Wartaniaga.com,Banjarmasin- Seiring berakhirnya masa pemberlakuan kebijakan Pembatasan Sosial Berskala Besar (PSBB) di Kota Banjarmasin, terdapat sejumlah catatan penting yaitu bertambahnya jumlah cluster penularan Covid-19.
Walikota Banjarmasin, Ibnu Sina mengatakan, saat ini terdapat 5 cluster yang menjadi perhatian khusus bagi Tim Gugus Tugas Percepatan Penanganan Covid-19 Kota Banjarmasin.
Ia memaparkan, Cluster pertama adalah cluster Ulin-1 yang merupakan pasien Covid-19 pertama di Kalimantan Selatan akibat bepergian ke luar daerah.

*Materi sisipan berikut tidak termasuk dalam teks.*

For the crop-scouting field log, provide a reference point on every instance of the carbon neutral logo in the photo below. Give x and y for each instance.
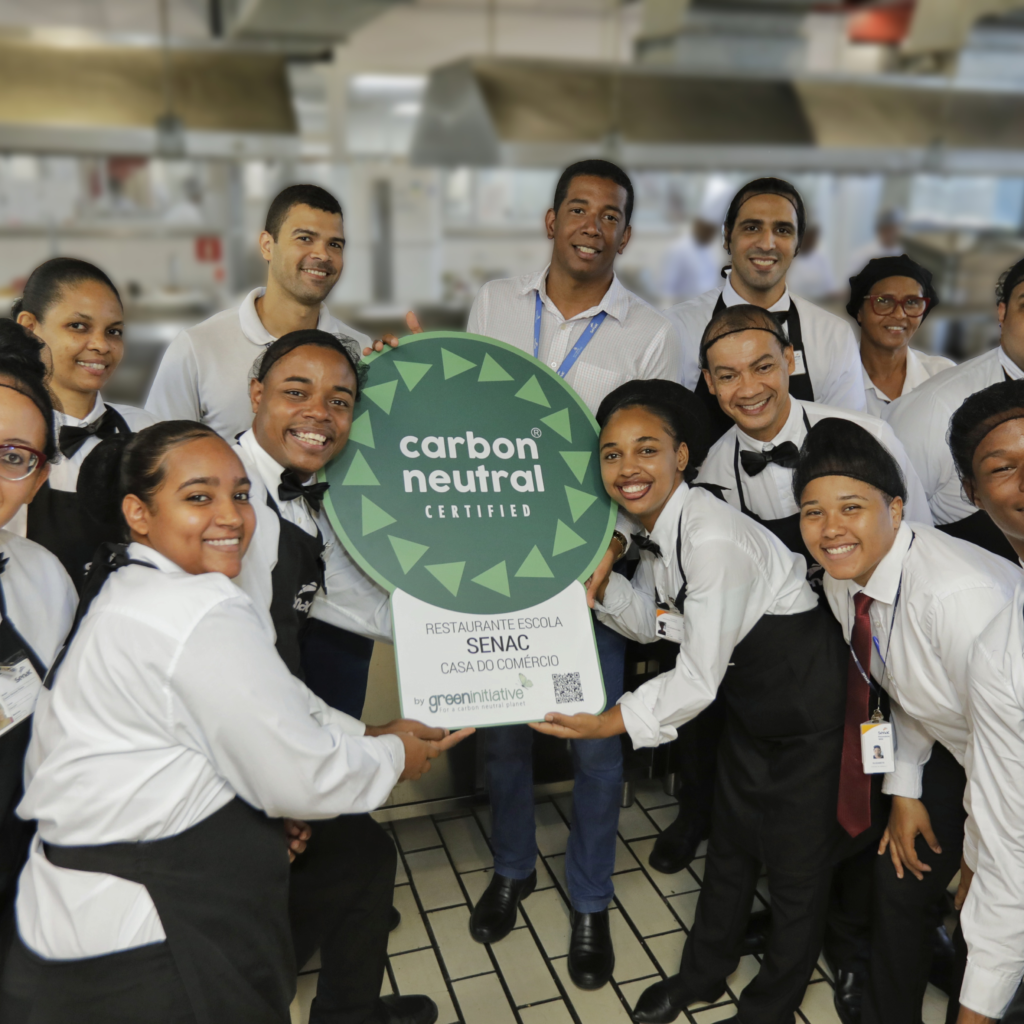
(471, 479)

Yang termasuk dalam cluster ini adalah anggota keluarga dari pasien Ulin-1.
Selanjutnya, cluster Gowa, yaitu yang berisi daftar jemaah yang mengikuti acara Ijtima Ulama di Gowa, Sulawesi Selatan.
“Cluster ini melahirkan kawasan penyebaran baru, yakni cluster Pekapuran dan cluster Pasar Sentral Antasari,” bebernya.
Setelah itu, Ibnu melanjutkan, Cluster terakhir adalah multifaktor yaitu sumbangan dari berbagai macam kluster sebelumnya sehingga dijadikan satu.
“Melonjaknya jumlah cluster ini seiring dengan meningkatnya persentase jumlah kelurahan di Banjarmasin yang termasuk dalam zona merah,” terangnya.
Dengan demikian, seluruh cluster tersebut menjadi perhatian khusus oleh petugas, terutama untuk dilakukan tracking lanjutan.
Orang nomor satu di Kota Banjarmasin itu, dalam waktu dekat pada saat pelaksanaan perpanjangan masa PSBB kali ini, pihaknya akan melakukan rapid test atau tes cepat di kawasan yang termasuk dalam cluster yang suda ada.